“After 3 months, 50% of us are participating.”
As Mike tells it, before they got the app, residents at Providence Point would look through a large book listing the 60-plus monthly events and trips. Then they would physically sign up for any activities they wanted to attend. By the way, they were also spending lots of administration time (and money) printing their annual resident directory, which could be totally eliminated by using the app.
So they got to work, interviewing three vendors and asking a lot of questions. Finally, they settled on Touchtown. And the uptake was pretty amazing. “One of the other CCRCs with 400 residents, after a year had only 30 using their app,” Mike says. “At our community, after 3 months, over 50% of us are participating.”
Once trained, residents would walk across the hall and help their neighbors set up the app.
Early on in their research, the Resident Council took a survey of their members and found that, of their 400 neighbors, only 12 weren’t technology users, so they felt confident that there would be interest in the app and a relatively low barrier to using it.
All their homework paid off! Adoption of the app was impressive, thanks to the Resident Council’s planning and open communication with fellow residents during the process.
“We went to at least 4 CCRCs to look at how they were implementing their apps,” Bill says. “We did a lot of work. We did it right. So, it went very smoothly.”
So smoothly, in fact, that it took the Council by surprise. “We did as much prep as possible, educating people in advance before the app arrived,” Bill says. “We even had ambassadors ready to provide training. But hardly anyone showed up! Instead, they trained themselves. And, once trained, they would walk across the hall to help their neighbors set it up.”
It’s the kind of viral participation that comes out of a true grass roots effort. “The whole thing was generated from bottom up,” Mike says. “That’s unusual. But they listened to us. And people wanted to participate.”
“World War II vets feel that they can get along fine without the app,” Mike says.
“There are those who lived long lives without a computer app and have no desire to participate,” Mike says. “World War II vets, for example, feel they get along fine without the app.”
And Mike, Bill and the Council respect that. Nobody is forced to use the app. In fact, the Council is taking measures to ensure that any information that can be accessed on the app remains available to those not using smartphones or computers.
“Look, we’re in the 21st century,” Bill says. “80% of us recognize that.”

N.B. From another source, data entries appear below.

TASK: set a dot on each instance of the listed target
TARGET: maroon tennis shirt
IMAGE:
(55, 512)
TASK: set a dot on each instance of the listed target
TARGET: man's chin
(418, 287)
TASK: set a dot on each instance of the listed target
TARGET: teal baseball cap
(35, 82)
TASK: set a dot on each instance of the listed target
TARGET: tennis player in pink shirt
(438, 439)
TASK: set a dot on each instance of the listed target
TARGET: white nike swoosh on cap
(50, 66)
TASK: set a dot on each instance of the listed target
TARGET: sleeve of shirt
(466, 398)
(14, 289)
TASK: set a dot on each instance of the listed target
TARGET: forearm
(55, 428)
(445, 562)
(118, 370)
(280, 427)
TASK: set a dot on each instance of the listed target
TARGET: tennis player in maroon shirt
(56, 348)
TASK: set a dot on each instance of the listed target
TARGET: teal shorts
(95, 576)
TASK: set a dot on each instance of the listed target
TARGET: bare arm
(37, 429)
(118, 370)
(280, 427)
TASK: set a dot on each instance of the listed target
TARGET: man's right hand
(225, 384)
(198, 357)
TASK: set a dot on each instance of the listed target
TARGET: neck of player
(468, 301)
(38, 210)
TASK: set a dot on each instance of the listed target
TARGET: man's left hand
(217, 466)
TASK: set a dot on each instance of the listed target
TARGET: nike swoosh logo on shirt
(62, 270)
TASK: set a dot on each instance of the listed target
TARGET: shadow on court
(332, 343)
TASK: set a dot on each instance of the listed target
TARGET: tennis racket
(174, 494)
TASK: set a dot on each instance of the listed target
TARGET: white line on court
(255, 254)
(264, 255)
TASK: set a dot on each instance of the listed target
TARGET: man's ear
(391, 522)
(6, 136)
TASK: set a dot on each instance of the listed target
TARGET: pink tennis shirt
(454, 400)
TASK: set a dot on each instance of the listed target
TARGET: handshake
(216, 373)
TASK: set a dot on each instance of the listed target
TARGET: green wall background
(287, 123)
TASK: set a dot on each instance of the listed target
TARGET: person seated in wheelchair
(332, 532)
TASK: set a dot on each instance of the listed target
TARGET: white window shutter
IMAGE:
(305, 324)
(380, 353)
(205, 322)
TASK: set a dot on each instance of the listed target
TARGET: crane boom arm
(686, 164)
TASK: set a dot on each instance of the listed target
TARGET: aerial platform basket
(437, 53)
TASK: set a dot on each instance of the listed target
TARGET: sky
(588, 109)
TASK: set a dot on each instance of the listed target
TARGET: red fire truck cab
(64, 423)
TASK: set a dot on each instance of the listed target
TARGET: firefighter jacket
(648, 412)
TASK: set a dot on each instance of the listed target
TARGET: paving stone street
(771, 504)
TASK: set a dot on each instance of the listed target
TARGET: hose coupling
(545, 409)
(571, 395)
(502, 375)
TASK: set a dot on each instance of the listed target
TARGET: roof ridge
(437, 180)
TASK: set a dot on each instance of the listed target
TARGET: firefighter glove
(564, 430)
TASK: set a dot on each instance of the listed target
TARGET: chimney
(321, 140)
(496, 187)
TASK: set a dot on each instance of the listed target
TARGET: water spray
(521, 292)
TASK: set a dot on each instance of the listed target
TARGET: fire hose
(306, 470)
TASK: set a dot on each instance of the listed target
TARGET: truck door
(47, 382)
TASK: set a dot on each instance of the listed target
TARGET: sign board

I asked Bill and Mike what advice they have for operators interested in bringing technology, such as apps, into their communities. They both stressed the need to be open to new ideas and to collaborate with residents and other communities to find solutions. “It’s important for people to start by educating residents about the technology and have discussions,” Bill says “Gather data; find out what the preferences are. Come up with quantitative models.”
Mike agrees. And the roll out of apps is critical and needs to be done properly. “People don’t like to be surprised,” he says. “The residents should have plenty of advance notice. Roll out is key!”
So, maybe the best advice to community management is to find your Bill, Mike and Ron. Let them take the lead. The rest will follow.